Inductive electrical equipment such as motors, transformers, ballast lighting, etc, suffer from excessive inrush currents when they are first turned-on. But series connected thermistors can be used to effectively limit these high initial currents to a sfe value. NTC thermistors with low values of cold resistance (at 25oC) are generally used for current regulation.
Inrush current suppressors and surge limiters are types of series connected thermistor whose resistance drops to a very low value as it is heated by the load current passing through it. At the initial turn-on, the thermistors cold resistance value (its base resistance) is fairly high controlling the initial inrush current to the load.
As a result of the load current, the thermistor heats up and reduces its resistance relatively slowly to the point were the power dissipated across it is sufficient to maintain its low resistance value with most of the applied voltage developed across the load.

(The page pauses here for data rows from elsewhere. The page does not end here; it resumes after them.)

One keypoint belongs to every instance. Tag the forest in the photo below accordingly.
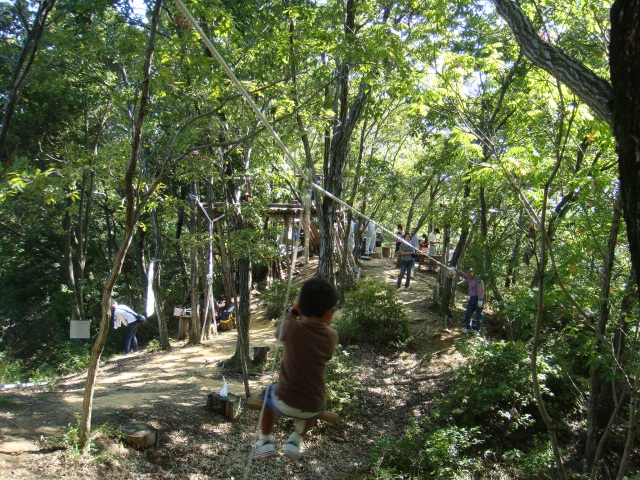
(142, 152)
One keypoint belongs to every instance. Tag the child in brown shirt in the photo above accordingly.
(309, 343)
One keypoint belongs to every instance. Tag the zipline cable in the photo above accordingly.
(291, 160)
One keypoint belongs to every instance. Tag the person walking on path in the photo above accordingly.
(434, 241)
(309, 343)
(406, 253)
(398, 233)
(121, 315)
(475, 302)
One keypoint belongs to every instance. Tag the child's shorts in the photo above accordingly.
(280, 408)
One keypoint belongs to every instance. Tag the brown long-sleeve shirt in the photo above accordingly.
(308, 347)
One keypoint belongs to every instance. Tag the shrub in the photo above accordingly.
(373, 314)
(493, 388)
(343, 387)
(441, 453)
(275, 297)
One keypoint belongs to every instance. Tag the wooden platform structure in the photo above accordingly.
(287, 212)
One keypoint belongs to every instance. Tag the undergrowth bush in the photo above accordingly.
(275, 298)
(343, 386)
(373, 314)
(489, 411)
(493, 389)
(427, 453)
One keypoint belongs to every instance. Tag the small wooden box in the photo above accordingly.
(228, 406)
(226, 325)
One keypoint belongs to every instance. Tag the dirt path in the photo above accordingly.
(169, 389)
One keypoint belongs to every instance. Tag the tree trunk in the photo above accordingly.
(601, 403)
(163, 329)
(132, 213)
(194, 329)
(624, 55)
(589, 87)
(336, 157)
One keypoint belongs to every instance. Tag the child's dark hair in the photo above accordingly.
(316, 297)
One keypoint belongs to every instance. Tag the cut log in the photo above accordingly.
(140, 435)
(255, 403)
(228, 406)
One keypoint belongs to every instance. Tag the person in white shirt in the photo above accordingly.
(434, 241)
(370, 237)
(121, 315)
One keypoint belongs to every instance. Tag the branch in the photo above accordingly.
(589, 87)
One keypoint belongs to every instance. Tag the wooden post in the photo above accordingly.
(228, 406)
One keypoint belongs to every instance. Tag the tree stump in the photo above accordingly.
(228, 406)
(260, 354)
(140, 435)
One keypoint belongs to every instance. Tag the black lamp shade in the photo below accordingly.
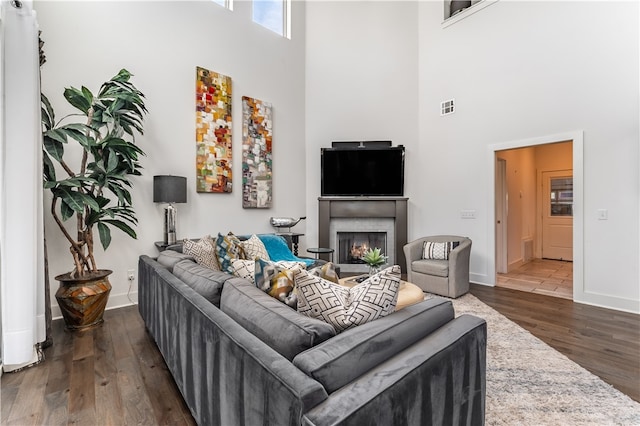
(169, 189)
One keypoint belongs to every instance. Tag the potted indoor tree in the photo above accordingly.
(96, 192)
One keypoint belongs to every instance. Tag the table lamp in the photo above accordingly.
(169, 189)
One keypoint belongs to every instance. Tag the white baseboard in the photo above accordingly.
(480, 279)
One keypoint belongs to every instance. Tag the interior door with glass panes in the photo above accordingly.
(557, 215)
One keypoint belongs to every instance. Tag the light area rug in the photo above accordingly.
(530, 383)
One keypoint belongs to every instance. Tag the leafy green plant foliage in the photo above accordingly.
(374, 257)
(97, 192)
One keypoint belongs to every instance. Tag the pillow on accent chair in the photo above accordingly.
(277, 281)
(279, 250)
(344, 307)
(254, 248)
(438, 251)
(228, 248)
(203, 251)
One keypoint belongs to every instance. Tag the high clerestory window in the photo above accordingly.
(274, 15)
(228, 4)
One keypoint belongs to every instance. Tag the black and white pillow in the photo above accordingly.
(203, 251)
(344, 307)
(438, 251)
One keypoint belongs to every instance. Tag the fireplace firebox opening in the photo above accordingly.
(353, 245)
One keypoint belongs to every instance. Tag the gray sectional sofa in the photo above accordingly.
(241, 357)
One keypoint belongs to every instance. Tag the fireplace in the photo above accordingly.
(383, 220)
(353, 245)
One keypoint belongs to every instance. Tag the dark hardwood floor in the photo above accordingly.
(604, 341)
(114, 374)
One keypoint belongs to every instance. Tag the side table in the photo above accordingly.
(295, 240)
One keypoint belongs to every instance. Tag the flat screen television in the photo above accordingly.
(362, 171)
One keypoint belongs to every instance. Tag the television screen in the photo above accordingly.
(362, 171)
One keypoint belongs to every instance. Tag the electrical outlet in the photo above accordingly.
(467, 214)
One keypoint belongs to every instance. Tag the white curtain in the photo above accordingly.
(21, 206)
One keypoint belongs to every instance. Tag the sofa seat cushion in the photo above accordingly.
(203, 280)
(439, 268)
(169, 258)
(273, 322)
(278, 249)
(351, 354)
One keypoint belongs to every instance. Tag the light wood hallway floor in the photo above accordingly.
(542, 276)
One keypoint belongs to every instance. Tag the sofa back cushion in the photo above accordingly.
(203, 280)
(352, 353)
(273, 322)
(169, 258)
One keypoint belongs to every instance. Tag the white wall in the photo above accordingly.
(513, 79)
(362, 77)
(161, 43)
(518, 70)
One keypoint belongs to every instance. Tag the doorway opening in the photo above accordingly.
(534, 217)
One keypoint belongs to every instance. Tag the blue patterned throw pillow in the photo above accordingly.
(438, 251)
(278, 249)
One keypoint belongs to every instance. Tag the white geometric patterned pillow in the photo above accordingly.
(203, 251)
(254, 248)
(244, 269)
(438, 251)
(344, 307)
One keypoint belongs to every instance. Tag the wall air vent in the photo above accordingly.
(447, 107)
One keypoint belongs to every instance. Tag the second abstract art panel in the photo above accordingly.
(256, 153)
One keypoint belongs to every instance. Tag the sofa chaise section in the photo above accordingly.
(226, 375)
(416, 366)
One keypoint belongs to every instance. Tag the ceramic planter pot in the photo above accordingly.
(82, 300)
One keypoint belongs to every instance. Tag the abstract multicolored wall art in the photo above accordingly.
(256, 153)
(213, 132)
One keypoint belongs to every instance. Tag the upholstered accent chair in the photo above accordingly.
(441, 269)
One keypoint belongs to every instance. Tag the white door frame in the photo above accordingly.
(502, 216)
(577, 137)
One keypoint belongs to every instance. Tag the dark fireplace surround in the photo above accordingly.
(365, 207)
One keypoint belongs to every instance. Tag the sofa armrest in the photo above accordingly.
(348, 355)
(439, 380)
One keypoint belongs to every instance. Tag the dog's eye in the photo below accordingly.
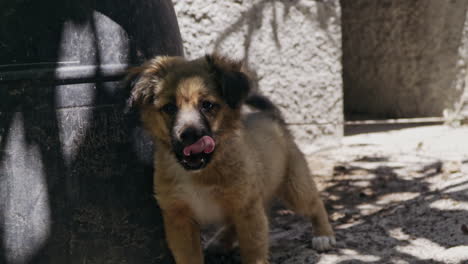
(207, 105)
(169, 108)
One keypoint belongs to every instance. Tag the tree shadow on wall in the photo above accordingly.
(253, 20)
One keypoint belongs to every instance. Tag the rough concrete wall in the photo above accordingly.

Due to the thermal inertia of its mass this heating effect takes a few seconds during which the load current increases gradually rather than instantaneously, so any high inrush current is restricted and the power it draws reduces accordingly. Because of this thermal action, inrush current suppression thermistors can run very hot in the low-resistance state so require a cool-down or recovery period after power is removed to allow the resistance of the NTC thermistor to increase sufficiently to provide the required inrush current suppression the next time it is needed.
Thus the speed of response of a current limiting thermistor is given by its time constant. That is, the time taken for its resistance to change by by 63% (i.e. 1 to 1/e) of the total change. For example, suppose the ambient temperature changes from 0 to 100oC, then the 63% time constant would be the time taken for the thermistor to have a resistive value at 63oC.
Thus NTC thermistors provide protection from undesirably high inrush currents, while their resistance remains negligibly low during continuous operation supplying power to the load. The advantage here is that they able to effectively handle much higher inrush currents than standard fixed current limiting resistors with the same power consumption.
We have seen here in this tutorial about thermistors, that a thermistor is a two terminal resistive transducer which changes its resistive value with changes in surrounding ambient temperature, hence the name thermal-resistor, or simply “thermistor”.
Thermistors are inexpensive, easily-obtainable temperature sensors constructed using semiconductor metal oxides, and are available with either a negative temperature coefficient, (NTC) of resistance or a positive temperature coefficient (PTC) of resistance. The difference being that NTC thermistors reduce their resistance as the temperature increases, while PTC thermistors increase their resistance as the temperature increases.
NTC thermistors are the most commonly used (especially the 10KΩ ntc thermistor) and along with an addition series resistor, RS can be used as part of a simple potential divider circuit so that changes to its resistance due to changes in temperature, produces a temperature-related output voltage.
However, the operating current of the thermistor must be kept as low as possible to reduce any self-heating effects. If they pass operating currents which are too high, they can create more heat than can be quickly dissipated from the thermistor which may cause false results.
Thermistors are characterised by their base resistance and their B value. The base resistance, for example, 10kΩ, is the resistance of the thermistor at a given temperature, usually 25oC and is defined as: R25. The B value is a fixed material constant that describes the shape of the slope of the resistive curve over temperature (R/T).
We have also seen that thermistors can be used to measure an external temperature or can be used control a current as a result of the I2R heating effect caused by the current flowing through it. By connecting an NTC thermistor in series with a load, it is possible to effectively limit the high inrush currents.